(Adds Yellen comments)
By Ann Saphir
SAN DIEGO Feb 22 (Reuters) - The U.S. economy still needs extraordinarily low interest rates, as inflation is "undesirably low" and growth will likely be sluggish for several years, a top Federal Reserve official said Monday.
San Francisco Federal Reserve Bank President Janet Yellen told the University of San Diego's business school that the U.S. economy will likely grow at a pace of about 3.5 percent this year and 4.5 percent next year.
"Even though the recession appears to be over, it does not mean that we are where we want to be. Even with my moderate growth forecast, the economy will be operating well below its potential for several years," Yellen said.
The Fed has kept its target interest rate for bank-to-bank overnight lending near zero since December 2008 to combat the worst financial crisis and economic downturn since the Great Depression. It has also injected more than $1 trillion into the economy.
"If it were positive to take interest rates into negative territory I would be voting for that," she told reporters after the speech.
Yellen is not a voting member of the Fed's monetary policy-setting Federal Open Market Committee this year.
Unemployment, currently at an "unacceptably high" rate of 9.7 percent, will likely only decline to 9.25 percent this year and 8 percent by the end of next year, she said. It will be many years before the rate returns to the 5 percent she views as signaling full employment.
"Accommodative policy is appropriate, in my view, because the economy is operating well below its potential and inflation is undesirably low," Yellen said in the speech. "I believe this is not the time to be removing monetary stimulus."
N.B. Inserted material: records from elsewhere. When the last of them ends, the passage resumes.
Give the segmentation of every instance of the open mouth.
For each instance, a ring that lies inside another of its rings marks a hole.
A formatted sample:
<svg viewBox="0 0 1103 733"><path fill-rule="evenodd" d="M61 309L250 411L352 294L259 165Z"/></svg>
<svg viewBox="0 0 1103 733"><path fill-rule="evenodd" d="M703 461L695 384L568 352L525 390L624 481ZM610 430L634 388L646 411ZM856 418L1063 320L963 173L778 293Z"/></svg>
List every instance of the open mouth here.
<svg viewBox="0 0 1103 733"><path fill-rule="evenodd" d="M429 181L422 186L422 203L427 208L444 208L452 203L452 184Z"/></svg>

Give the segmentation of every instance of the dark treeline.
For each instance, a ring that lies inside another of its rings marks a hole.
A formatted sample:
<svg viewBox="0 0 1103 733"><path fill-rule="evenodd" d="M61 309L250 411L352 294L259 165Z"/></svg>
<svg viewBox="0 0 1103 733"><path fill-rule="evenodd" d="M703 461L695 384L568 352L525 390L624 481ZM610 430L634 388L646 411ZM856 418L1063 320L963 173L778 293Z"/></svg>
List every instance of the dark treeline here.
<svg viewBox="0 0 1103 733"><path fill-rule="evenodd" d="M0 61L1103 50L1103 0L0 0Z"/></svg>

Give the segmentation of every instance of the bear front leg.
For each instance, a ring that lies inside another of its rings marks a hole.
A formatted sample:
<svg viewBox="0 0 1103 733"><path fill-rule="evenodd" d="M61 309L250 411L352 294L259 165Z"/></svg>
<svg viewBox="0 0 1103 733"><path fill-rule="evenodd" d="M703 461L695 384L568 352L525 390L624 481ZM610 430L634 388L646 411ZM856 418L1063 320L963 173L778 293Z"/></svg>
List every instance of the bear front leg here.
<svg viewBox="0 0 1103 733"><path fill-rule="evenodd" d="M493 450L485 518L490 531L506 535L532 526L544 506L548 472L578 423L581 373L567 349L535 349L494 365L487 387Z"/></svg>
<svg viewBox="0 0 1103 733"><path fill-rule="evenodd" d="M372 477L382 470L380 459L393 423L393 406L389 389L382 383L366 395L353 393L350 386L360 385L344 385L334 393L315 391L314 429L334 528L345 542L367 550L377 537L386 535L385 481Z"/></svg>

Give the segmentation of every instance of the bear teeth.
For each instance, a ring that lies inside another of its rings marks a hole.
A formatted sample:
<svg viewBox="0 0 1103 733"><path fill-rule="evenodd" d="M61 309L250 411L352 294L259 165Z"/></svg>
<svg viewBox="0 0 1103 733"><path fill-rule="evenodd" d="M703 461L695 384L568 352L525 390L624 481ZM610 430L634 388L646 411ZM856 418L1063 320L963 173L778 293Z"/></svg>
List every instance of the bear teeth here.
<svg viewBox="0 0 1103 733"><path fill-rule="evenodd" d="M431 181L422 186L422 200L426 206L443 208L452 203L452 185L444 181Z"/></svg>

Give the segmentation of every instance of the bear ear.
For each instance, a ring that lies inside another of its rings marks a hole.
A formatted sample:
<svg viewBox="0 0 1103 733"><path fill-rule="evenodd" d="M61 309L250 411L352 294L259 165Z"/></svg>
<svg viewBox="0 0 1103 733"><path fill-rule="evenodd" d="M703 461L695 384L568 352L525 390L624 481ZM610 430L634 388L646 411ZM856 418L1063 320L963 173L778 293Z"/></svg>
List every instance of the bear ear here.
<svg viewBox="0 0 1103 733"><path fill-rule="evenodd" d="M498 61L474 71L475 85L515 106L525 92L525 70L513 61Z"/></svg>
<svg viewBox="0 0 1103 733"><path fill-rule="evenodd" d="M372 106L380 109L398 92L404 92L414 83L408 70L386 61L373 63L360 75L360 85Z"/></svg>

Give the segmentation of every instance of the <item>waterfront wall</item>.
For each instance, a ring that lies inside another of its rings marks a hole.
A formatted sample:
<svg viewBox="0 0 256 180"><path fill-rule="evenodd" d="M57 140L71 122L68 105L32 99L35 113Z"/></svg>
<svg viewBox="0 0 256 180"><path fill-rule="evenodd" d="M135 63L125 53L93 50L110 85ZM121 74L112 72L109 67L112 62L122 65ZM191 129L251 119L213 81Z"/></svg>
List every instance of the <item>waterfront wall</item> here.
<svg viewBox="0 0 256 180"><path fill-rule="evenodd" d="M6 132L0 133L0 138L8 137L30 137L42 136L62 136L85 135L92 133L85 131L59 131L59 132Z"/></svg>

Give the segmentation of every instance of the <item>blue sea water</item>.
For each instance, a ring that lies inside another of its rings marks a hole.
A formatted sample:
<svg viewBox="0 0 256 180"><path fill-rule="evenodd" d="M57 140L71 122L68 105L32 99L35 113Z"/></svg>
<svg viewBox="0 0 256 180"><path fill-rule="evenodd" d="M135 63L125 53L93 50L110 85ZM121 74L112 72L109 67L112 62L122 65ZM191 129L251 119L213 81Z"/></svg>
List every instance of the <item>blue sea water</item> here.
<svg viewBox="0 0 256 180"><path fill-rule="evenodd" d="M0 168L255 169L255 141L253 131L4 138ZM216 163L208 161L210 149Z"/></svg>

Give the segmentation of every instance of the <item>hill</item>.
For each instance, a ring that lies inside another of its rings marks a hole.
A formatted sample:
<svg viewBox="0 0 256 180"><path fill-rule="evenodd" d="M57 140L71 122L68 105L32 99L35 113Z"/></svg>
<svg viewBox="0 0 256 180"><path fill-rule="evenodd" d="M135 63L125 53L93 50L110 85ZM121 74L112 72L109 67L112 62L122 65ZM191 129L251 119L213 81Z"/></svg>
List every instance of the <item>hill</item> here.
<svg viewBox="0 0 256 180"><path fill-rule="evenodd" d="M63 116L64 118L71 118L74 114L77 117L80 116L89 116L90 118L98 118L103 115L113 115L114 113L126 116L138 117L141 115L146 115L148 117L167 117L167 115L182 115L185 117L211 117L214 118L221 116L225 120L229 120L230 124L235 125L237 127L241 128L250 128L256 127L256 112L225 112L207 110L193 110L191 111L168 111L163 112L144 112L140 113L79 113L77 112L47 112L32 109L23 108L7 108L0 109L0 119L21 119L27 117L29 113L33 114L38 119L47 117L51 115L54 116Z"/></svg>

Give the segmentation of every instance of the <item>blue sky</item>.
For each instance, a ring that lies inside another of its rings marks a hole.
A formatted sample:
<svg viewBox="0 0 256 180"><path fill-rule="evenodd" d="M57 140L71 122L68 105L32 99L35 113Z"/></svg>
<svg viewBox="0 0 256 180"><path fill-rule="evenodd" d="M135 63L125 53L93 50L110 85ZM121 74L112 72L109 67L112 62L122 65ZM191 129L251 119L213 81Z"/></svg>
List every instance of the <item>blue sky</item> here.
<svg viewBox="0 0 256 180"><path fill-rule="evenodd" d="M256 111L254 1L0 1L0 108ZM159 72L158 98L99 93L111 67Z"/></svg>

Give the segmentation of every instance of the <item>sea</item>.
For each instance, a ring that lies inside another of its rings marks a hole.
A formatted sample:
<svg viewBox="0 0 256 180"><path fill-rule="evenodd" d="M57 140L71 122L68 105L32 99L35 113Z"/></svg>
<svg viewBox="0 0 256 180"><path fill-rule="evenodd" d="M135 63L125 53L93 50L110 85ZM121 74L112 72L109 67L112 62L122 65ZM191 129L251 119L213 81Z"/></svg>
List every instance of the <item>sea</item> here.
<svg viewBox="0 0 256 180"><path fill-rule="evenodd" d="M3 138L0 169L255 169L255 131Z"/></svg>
Speculation on the likely timing of monetary tightening heated up last week after the Fed raised the interest rate it charges for emergency bank loans to 0.75 percent from 0.50 percent. But Fed officials have stressed the move, the first increase in any of the Fed's lending rates since the financial crisis began in 2007, did not amount to monetary tightening.
Yellen also said the increase in the discount rate reflected a return to more normal financial conditions.
The increase in the discount rate, she said, was intended to discourage banks from borrowing from the Fed when they have other options. The rate currently is set 50 basis points higher than the high end of the Fed's target for overnight lending, a gap that may be adequate to reach that goal, she said.
"There's no presumption this is the first of many steps," she said.
When the time does come for monetary tightening, raising the interest rate the Fed pays on reserves will take a "lead role," she said.
Fed officials are in broad agreement over the steps the central bank needs to take to withdraw the support it currently extends to the financial system, she said.
Next month the Fed plans to end one of the tools it has used to help revive the economy -- its $1.25 trillion program to purchase mortgage-related debt.
With the housing market stabilized but falling far short of revitalization, ending the program could make the housing market weaken again, she said. Still, she said, there would be a high bar to any decision to resume buying mortgage-backed debt.
"It would have to be a serious change in the outlook" to merit such a reversal, she said.
But only after economic conditions improve and monetary tightening underway will the Fed possibly sell some of the assets that currently bloat its balance sheet, she said.
Yellen's speech suggested she thought such moves may be far in the future. While other Fed officials like Kansas City Fed President Thomas Hoenig have warned the ballooning federal deficit could lead to runaway inflation, Yellen played down such fears.
"There's no evidence that big government deficits cause high inflation in advanced economies with independent central banks, such as the Fed," she said.
In fact, she said, inflation is "already very low and trending downward."
In comments to reporters after the speech, she said deflation -- a sustained decline in prices -- is unlikely. And while the Fed is on the lookout for potential future bubbles, and in search of new tools to keep such bubbles in check, so far she sees none on the horizon.